Colt worked around S&W's patent with the Thuer conversion; it was a lousy conversion and not real popular. After the patent expired, the Richards conversion was used (designed to use up old parts!). When they ran out of some of the parts, they went to the Richards-Mason conversion. Eventually (actually, this all happened in a few years!) the factory did a re-designed purpose-built cartridge version of the 1860: the 1871 Colt aka the Opentop. Production of one model didn't stop with the introduction of the next model--gotta use up parts, ya know.
But as for if Colt ever offered the conversion as a service. . . they did convert revolvers for the gov't, at the rate of ~$3.50 per. Some people apparently were able to get conversions done at the factory, but I'm unsure if they "knew a guy who knew a guy" or if it was a service offered by Colt. Everyone and their dog was doing conversions for a while, I've seen old ads offering the service for $2.75. Used C&B revolvers were fairly cheap after the Civil War, new price on an 1860 was about $14.50 in 1865. Colt charged the gov't $13.50 for the 1873 P when it came out.

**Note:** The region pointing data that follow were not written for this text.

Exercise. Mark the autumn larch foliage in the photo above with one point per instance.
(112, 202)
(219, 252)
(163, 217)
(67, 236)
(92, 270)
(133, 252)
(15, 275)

Remington actually started doing conversions earlier--early enough they had to pay a royalty to S&W for the use of the bored-through cylinder. Conversion cost (for a dealer, in a large quantity) was ~$3.50, with S&W getting $1 royalties. Cartridge was a weird .46 cal rimfire, old stories I heard suggest that it would also fire the .44 Henry as long as you didn't expect to hit anything past spitting distance.